Então, como se consegue imaginar aquela mulher estrangeira prestando deferência a um “Filho de Davi”, que representava sim uma ameaça, perigo, grande antagonismo? Que representaria sua expulsão daquela terra? Estaria ela sendo dúbia, ardilosa, bajuladora?

Os discípulos apresentam um coração bastante frio para com a mulher. Estava sendo um estorvo, tinha de se dar um jeito logo. O tempo dela e do povo dela estava para chegar....Jesus abrange ainda mais o panorama incorporando o peso de sua missão: aos cães domésticos, que eram os referidos no termo diminutivo da passagem, eram jogadas comidas sem valor ( confira Êxodo 4.22).

Importante ainda para reforçar a autenticidade desta memória é que o evangelho de Mateus, o mais “judaizado” de todos, tenha se alimentado e apresentado também a memória desta passagem.

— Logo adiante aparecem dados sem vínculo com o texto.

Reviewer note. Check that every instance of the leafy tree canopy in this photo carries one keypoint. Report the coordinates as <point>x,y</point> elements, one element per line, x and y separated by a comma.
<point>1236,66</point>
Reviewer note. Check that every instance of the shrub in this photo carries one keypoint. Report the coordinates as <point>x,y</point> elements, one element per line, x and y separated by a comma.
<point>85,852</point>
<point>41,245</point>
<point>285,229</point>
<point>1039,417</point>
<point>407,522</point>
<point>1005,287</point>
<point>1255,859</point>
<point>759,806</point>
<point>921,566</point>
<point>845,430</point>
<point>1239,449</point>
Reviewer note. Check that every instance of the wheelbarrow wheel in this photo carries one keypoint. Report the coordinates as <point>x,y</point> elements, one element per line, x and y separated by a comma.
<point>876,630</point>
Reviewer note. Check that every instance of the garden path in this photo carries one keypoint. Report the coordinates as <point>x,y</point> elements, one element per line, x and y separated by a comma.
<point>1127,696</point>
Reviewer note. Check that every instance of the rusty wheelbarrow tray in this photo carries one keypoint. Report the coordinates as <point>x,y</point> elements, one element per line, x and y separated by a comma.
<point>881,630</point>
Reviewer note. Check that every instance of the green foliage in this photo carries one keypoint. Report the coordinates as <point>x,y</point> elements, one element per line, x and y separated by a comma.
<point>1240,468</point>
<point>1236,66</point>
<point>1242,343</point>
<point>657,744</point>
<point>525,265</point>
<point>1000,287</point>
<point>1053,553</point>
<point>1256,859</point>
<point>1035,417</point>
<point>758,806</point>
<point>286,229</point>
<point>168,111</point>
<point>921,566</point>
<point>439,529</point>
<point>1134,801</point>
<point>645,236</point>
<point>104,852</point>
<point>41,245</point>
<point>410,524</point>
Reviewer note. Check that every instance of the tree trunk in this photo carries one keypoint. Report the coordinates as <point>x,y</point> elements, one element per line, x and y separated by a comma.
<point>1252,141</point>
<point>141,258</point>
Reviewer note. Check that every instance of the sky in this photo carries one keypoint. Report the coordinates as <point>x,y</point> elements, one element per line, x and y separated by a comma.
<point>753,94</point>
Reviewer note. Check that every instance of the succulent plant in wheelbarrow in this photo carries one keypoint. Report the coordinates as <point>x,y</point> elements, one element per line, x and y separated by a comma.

E o decorrer dos acontecimentos mostra que não, a mulher não era dissimulada: realmente estava ali com coração aberto, vulnerável, e aceitava abrir mão de todo orgulho, toda abstração identitária, em prol de sua filha. Reconhecia que mesmo uma atenção desleixada de Jesus, o que sobrasse de seu tempo e dedicação, “as migalhas da mesa”, seriam suficientes para o quê, para ela, era realmente o que importava.

Esta fé conquistou Jesus.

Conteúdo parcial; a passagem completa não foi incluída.